Ny Aïna

19 janvier 2009

Et j’ai enfoncé mes yeux dans cette tourbière de métal, pour découvrir que la vie n’avait laissé de mon être que ces deux ailes vitrifiées qu’il m’appartenait désormais de mettre en couleurs.

Ny… Aïna. Un vitrail. Traduire par la vie.

Était-ce le prénom d’une étudiante du lycée où j’enseignais ? Et son visage revenait à ma pensée, ses jolies lèvres étaient des cordes et son silence, il me ligotait, tandis que mon regard soudain revenait sur les cinq mois durant lesquels je ne l’avais qu’entraperçue, pour la voir à présent, se transformer, d’une enfant timide en la jeune fille rêveuse que je voyais à présent, et ces boucles de jasmin ondulé et ces chevilles fines, cette attente multicolore et le miel qui coulait de ses yeux, et faisaient comme un miroir où je voyais l’une des femmes que j’aurais été.

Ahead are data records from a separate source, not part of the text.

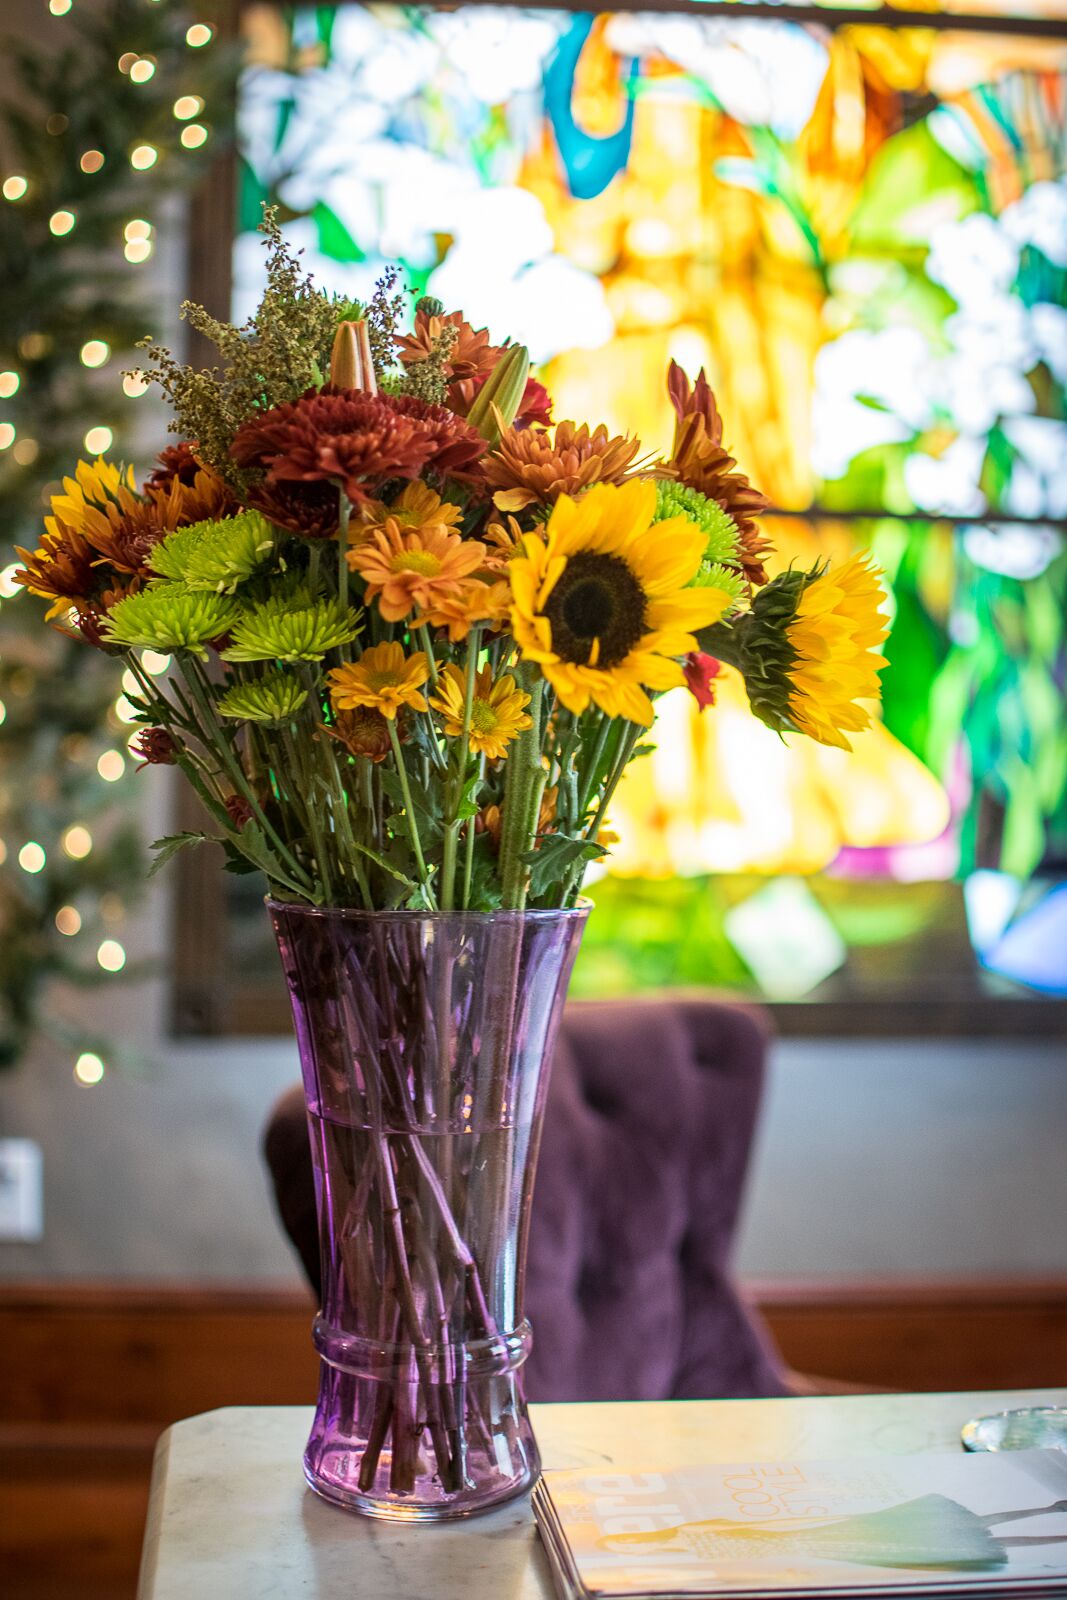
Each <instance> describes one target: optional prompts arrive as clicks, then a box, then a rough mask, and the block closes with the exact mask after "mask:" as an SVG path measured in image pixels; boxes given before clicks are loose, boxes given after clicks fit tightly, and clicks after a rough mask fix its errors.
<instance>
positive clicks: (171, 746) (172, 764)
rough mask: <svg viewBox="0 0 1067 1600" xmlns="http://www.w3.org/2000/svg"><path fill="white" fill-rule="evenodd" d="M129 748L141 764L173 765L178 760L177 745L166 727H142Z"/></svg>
mask: <svg viewBox="0 0 1067 1600" xmlns="http://www.w3.org/2000/svg"><path fill="white" fill-rule="evenodd" d="M131 749H133V754H134V755H139V757H141V765H142V766H173V765H174V762H176V760H178V746H176V742H174V739H173V736H171V734H170V733H168V731H166V728H144V730H142V731H141V733H139V734H138V738H136V739H134V742H133V746H131Z"/></svg>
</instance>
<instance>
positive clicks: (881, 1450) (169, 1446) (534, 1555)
mask: <svg viewBox="0 0 1067 1600" xmlns="http://www.w3.org/2000/svg"><path fill="white" fill-rule="evenodd" d="M1019 1405H1067V1389H1029V1390H998V1392H987V1394H973V1392H971V1394H947V1395H833V1397H821V1398H797V1400H669V1402H648V1403H633V1402H625V1403H622V1402H605V1403H595V1405H539V1406H531V1413H533V1421H534V1429H536V1432H537V1442H539V1445H541V1454H542V1458H544V1464H545V1467H547V1469H549V1467H579V1466H598V1464H605V1466H614V1464H616V1462H625V1464H627V1466H629V1467H632V1464H633V1461H635V1458H637V1459H638V1461H640V1464H641V1467H643V1470H657V1469H664V1467H677V1466H683V1464H686V1462H701V1461H739V1459H745V1458H750V1456H757V1458H763V1459H768V1458H771V1459H774V1458H789V1456H793V1458H801V1459H803V1458H809V1459H813V1458H819V1456H824V1458H825V1456H849V1454H857V1456H862V1454H870V1453H878V1451H885V1453H888V1454H913V1453H921V1451H931V1450H933V1451H937V1450H958V1448H960V1427H961V1424H963V1422H966V1421H968V1419H969V1418H971V1416H977V1414H982V1413H987V1411H1001V1410H1008V1408H1011V1406H1019ZM310 1418H312V1413H310V1408H304V1406H234V1408H229V1410H224V1411H208V1413H206V1414H205V1416H194V1418H190V1419H189V1421H187V1422H178V1424H176V1426H174V1427H171V1429H168V1432H166V1434H163V1437H162V1440H160V1443H158V1448H157V1458H155V1474H154V1478H152V1499H150V1506H149V1522H147V1530H146V1539H144V1558H142V1566H141V1582H139V1587H138V1600H298V1597H301V1600H312V1597H314V1600H552V1584H550V1579H549V1570H547V1565H545V1560H544V1552H542V1550H541V1544H539V1541H537V1533H536V1528H534V1522H533V1514H531V1510H530V1501H528V1498H523V1499H518V1501H514V1502H512V1504H509V1506H502V1507H501V1509H499V1510H494V1512H486V1514H485V1515H482V1517H474V1518H470V1520H461V1522H453V1523H419V1525H411V1523H406V1525H405V1523H390V1522H379V1520H374V1518H368V1517H357V1515H352V1514H350V1512H344V1510H339V1509H338V1507H334V1506H330V1504H326V1502H325V1501H322V1499H318V1498H317V1496H315V1494H312V1493H310V1490H309V1488H306V1485H304V1478H302V1472H301V1456H302V1451H304V1443H306V1440H307V1432H309V1427H310Z"/></svg>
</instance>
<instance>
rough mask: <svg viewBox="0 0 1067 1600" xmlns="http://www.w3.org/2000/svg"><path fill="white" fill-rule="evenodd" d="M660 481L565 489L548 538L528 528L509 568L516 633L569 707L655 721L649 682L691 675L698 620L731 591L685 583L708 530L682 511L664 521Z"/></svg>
mask: <svg viewBox="0 0 1067 1600" xmlns="http://www.w3.org/2000/svg"><path fill="white" fill-rule="evenodd" d="M654 515H656V485H654V483H651V482H649V480H646V478H633V480H632V482H629V483H624V485H622V486H621V488H614V486H611V485H603V483H601V485H597V486H595V488H592V490H589V493H587V494H584V496H582V499H581V501H573V499H571V498H569V494H561V496H560V499H558V501H557V506H555V510H553V512H552V517H550V518H549V523H547V526H545V536H544V538H541V536H539V534H533V533H530V534H526V538H525V539H523V549H525V555H520V557H517V558H515V560H514V562H512V563H510V566H509V579H510V586H512V595H514V600H515V603H514V606H512V630H514V634H515V642H517V643H518V646H520V651H522V654H523V656H525V658H526V659H528V661H537V662H539V664H541V670H542V672H544V675H545V678H547V680H549V682H550V683H552V686H553V690H555V693H557V696H558V699H560V701H561V702H563V706H566V709H568V710H573V712H584V710H585V707H587V706H589V702H590V701H593V702H595V704H597V706H600V709H601V710H605V712H606V714H608V715H609V717H627V718H629V720H630V722H637V723H640V725H641V726H648V725H649V723H651V720H653V704H651V701H649V698H648V694H646V690H670V688H675V686H677V685H680V683H683V682H685V677H683V672H681V664H680V661H678V659H677V658H680V656H685V654H686V653H688V651H689V650H696V638H694V637H693V629H699V627H707V626H709V624H710V622H717V621H718V618H721V616H723V613H725V611H726V608H728V605H729V595H728V594H726V592H725V590H721V589H715V587H701V589H686V584H689V582H691V579H693V578H694V574H696V573H697V571H699V566H701V560H702V557H704V544H705V538H704V533H702V531H701V528H697V526H694V525H693V523H689V522H685V520H683V518H673V520H670V522H661V523H656V525H654V526H653V518H654Z"/></svg>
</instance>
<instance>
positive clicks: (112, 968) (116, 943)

Ny Aïna… étais-tu le temps étais-tu cette journée qui avait uni ses mains en moi et délacé sa chevelure noire sur mon ventre ? Nous étions descendus sous la pluie à travers la ville, et partout des scintillements obliques nous réchauffaient les os. Le soleil en bout de course regardait sous les jupes des nuages, et nous dressait, dans une admiration discrète, hors de nous-mêmes. Le cinéma nous vit arriver, nous vit nous déguiser en salle obscure, nous prit dans ses rets et d’autres lumières prirent le relai du désir : nous avons vu La vie des autres nous l’avions vue et elle était troublante sur l’écran de l’Allemagne de l’Est comme dans les rues malgaches où d’autres acteurs oublient qu’ils ne jouent pas. S’il y avait eu des sous-titres, on aurait pu lire : « pendant ce temps, dehors, très loin, la nuit succédait au jour », tandis qu’à l’intérieur le film arrivait à son terme, bien qu’on ne le voulait plus voir finir ; et trop tôt dans la salle on ralluma les machines à éblouir les larmes. J’ouvris un parapluie, le temps du générique. Mais cela aussi dut prendre fin.

Le temps est arrêté. La vie des autres devenue la vie et d’autant plus imparable. Sous les arcades de l’avenue de l’Indépendance, des gens se préparent pour la nuit. Ils s’étendent sur les carrelages, enveloppés dans leurs couvertures, et tout ce qui existe autour d’eux s’unit dans les mêmes tons de bruns, de cendres. Sans malignité la nuit les souligne. Plus loin, tandis que nous marchons, des marchands de rue se signalent, braseros, brochettes, marmites, rhum et brassées de lune, pour un souper aux lampadaires dont la faible intensité lumineuse vibre sur les peaux brunes et désolidarise les chaussures du bitume. Flottements. Silhouettes. Nous marchons et les mendiants marchent avec nous, s’éclopent à nous suivre, à se serrer la ceinture du cœur. Ils glissent dans la nuit : enfants, femmes, femmes et nourrissons, perchés sur le larynx de la peur. La nuit-vie, la vie qui nuit et des lendemains, mais il n’y en aura pas pour tous. Je ne parle pas je ne dors pas je ne suis qu’un morceau de lumière égarée dans le temps, et le temps arrêté m’ignore et entend de loin ma supplique s’il me ressemble lorsque je marche aux côtés de ceux que je ne peux empêcher de s’échouer dans la nuit.

Il y avait un carrefour, nous avons pris à droite. Je me disais qu’il fallait prendre à gauche, je n’ai rien dis, maintenant nous revenons sur nos pas. Nous allons prendre à gauche. Carrefour. J’étais le dernier je suis le premier et j’avance, rien ne m’empêche et je me laisse porter je sens le temps qui veut reprendre son voyage à travers moi, refaire de moi un espace ; de jeu. Le temps, dans la vérité de cet instant, est une goutte d’eau, qui de loin, de très loin tombe et s’écrase, fraîche, contre ma peau, sur l’intérieur de mon poignet. Elle a trouvé le moyen d’atterrir à cet endroit précis alors que j’avais la main dans ma poche. Maintenant elle se creuse un chemin dans les nerfs étoilés de ma paume, l’artère cubitale est un esprit qui frémit, une sensibilité, un arc qui se tend et doucement ouvre sa bouche d’âme.

Les larmes que j’avais versées, je n’avais pas compris qu’elles étaient d’une rosée matinale. Les ombres qui courent, ne couraient pas autour de moi. La cruauté de la vie défenestrée leur sourit lorsque je les repousse hors de l’ombre. Et je l’entends, animer leurs ailes, le vitrail en miette et ses couleurs qui remontent vers la surface. A la crête des vagues, l’herbe pense. Qu’on prenne une brindille pour un arbre divin n’est qu’affaire de perspective.